The RayTaskRunner — installed separately as a Prefect Collection — is a parallel task runner that submits tasks to Ray. By default, a temporary Ray instance is created for the duration of the flow run. If you already have a Ray instance running, you can provide the connection URL via an address argument.

Remote storage and Ray tasks

We recommend configuring remote storage for task execution with the RayTaskRunner. This ensures tasks executing in Ray have access to task result storage, particularly when accessing a Ray instance outside of your execution environment.

To configure your flow to use the RayTaskRunner:

  1. Make sure the prefect-ray collection is installed: pip install prefect-ray.
  2. In your flow code, import RayTaskRunner from prefect_ray.task_runners.
  3. Assign it as the task runner when the flow is defined using the task_runner=RayTaskRunner argument.

For example, this flow uses the RayTaskRunner configured to access an existing Ray instance at ray://192.0.2.255:8786.

from prefect import flow
from prefect_ray.task_runners import RayTaskRunner

@flow(task_runner=RayTaskRunner(address="ray://192.0.2.255:8786"))
def my_flow():
    ... 

RayTaskRunner accepts the following optional parameters:

Parameter Description
address Address of a currently running Ray instance, starting with the ray:// URI.
init_kwargs Additional kwargs to use when calling ray.init.

Note that Ray Client uses the ray:// URI to indicate the address of a Ray instance.
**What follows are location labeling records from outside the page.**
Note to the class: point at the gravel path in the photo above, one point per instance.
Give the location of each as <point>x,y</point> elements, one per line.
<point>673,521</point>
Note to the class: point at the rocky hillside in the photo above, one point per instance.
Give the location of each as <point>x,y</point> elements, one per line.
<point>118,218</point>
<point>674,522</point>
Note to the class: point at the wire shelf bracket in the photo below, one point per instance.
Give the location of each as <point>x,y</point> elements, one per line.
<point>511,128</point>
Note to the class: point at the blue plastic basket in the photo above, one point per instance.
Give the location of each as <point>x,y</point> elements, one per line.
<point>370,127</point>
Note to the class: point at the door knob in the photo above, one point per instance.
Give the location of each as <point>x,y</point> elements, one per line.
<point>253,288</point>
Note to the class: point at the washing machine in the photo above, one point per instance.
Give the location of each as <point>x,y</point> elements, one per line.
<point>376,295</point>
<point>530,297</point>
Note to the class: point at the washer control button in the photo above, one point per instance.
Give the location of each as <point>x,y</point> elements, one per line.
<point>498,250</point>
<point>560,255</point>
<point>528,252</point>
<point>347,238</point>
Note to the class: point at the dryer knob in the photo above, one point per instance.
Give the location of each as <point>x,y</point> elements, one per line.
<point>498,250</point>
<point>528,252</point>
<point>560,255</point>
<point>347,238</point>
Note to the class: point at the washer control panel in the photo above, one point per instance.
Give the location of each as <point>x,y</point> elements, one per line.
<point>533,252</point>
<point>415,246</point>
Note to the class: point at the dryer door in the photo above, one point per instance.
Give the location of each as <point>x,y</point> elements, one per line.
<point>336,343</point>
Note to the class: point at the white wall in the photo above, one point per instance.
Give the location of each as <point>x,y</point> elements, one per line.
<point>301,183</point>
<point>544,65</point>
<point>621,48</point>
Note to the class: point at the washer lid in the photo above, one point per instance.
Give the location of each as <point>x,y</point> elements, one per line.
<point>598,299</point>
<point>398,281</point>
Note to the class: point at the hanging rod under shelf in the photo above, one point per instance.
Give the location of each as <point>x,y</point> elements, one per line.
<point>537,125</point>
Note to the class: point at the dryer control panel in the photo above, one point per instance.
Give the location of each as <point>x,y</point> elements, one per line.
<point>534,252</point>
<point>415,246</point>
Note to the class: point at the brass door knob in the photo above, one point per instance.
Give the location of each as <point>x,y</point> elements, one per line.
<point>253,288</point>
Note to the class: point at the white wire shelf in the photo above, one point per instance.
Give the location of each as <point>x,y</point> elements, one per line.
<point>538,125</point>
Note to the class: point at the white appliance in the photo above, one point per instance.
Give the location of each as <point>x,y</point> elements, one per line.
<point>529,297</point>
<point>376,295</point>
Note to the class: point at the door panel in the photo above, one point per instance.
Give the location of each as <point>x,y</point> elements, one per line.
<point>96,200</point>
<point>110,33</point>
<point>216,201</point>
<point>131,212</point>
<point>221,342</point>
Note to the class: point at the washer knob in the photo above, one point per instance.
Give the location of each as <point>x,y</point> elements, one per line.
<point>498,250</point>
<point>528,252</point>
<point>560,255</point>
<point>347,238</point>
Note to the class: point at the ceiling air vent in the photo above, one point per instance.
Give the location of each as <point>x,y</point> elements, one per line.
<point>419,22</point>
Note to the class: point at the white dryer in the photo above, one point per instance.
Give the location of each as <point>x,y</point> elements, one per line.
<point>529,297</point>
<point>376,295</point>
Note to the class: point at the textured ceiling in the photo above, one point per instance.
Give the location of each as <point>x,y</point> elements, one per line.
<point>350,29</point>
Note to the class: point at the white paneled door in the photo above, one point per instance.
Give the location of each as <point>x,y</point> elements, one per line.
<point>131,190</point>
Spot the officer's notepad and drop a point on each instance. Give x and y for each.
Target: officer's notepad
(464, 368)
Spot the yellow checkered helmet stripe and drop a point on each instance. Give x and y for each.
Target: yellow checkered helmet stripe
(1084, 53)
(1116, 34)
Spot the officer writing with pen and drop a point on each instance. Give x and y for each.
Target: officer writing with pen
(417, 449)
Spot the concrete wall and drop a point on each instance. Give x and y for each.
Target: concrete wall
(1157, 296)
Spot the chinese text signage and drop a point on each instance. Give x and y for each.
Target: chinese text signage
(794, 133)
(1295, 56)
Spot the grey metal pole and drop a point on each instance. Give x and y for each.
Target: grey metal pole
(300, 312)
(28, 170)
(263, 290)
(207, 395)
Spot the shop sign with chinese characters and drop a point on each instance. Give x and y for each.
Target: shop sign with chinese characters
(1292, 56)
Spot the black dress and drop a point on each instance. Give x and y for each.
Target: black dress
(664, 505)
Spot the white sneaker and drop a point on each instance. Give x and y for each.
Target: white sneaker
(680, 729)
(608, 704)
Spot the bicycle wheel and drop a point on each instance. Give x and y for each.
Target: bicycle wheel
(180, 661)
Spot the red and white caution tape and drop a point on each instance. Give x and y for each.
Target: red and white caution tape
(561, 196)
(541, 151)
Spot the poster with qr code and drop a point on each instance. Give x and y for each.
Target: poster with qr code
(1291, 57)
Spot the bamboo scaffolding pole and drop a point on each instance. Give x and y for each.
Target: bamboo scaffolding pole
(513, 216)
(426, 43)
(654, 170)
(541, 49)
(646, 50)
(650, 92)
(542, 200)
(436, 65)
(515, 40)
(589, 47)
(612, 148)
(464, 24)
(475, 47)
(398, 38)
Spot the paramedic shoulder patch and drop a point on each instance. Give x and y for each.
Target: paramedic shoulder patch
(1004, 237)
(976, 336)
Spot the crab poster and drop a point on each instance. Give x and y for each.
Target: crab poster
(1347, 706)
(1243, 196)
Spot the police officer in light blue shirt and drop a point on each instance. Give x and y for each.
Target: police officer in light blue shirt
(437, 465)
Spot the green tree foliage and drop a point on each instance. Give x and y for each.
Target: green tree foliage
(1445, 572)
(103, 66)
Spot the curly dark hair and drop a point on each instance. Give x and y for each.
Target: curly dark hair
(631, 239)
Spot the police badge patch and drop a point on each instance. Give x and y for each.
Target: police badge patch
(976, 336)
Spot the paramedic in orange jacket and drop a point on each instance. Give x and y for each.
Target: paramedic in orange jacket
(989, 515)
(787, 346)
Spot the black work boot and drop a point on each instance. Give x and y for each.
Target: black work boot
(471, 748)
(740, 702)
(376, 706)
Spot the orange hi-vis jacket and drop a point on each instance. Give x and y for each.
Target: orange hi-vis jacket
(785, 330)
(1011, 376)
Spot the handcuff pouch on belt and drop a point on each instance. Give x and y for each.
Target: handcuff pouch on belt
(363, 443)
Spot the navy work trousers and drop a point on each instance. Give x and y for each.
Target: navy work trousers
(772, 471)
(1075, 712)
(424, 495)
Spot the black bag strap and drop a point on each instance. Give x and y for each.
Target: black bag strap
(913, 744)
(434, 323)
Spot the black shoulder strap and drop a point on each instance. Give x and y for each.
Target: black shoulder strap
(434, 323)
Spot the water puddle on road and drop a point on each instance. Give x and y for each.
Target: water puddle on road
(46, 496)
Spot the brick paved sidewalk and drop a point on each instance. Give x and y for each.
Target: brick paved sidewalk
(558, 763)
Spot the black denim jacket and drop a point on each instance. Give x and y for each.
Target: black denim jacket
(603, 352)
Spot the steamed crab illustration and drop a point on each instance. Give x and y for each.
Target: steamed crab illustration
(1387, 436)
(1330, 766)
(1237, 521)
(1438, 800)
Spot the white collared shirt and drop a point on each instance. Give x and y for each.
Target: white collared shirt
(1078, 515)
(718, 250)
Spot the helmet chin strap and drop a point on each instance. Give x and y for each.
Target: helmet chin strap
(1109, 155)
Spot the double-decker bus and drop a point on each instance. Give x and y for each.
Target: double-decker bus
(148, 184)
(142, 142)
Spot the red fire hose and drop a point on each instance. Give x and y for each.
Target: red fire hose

If you don't provide the address of a Ray instance, Prefect creates a temporary instance automatically.

Ray environment limitations

While we're excited about adding support for parallel task execution via Ray to Prefect, there are some inherent limitations with Ray you should be aware of:

Alpha support for Python 3.10 was added in Ray 1.13.

Ray support for non-x86/64 architectures such as ARM/M1 processors with installation from pip alone and will be skipped during installation of Prefect. It is possible to manually install the blocking component with conda. See the Ray documentation for instructions.

See the Ray installation documentation for further compatibility information.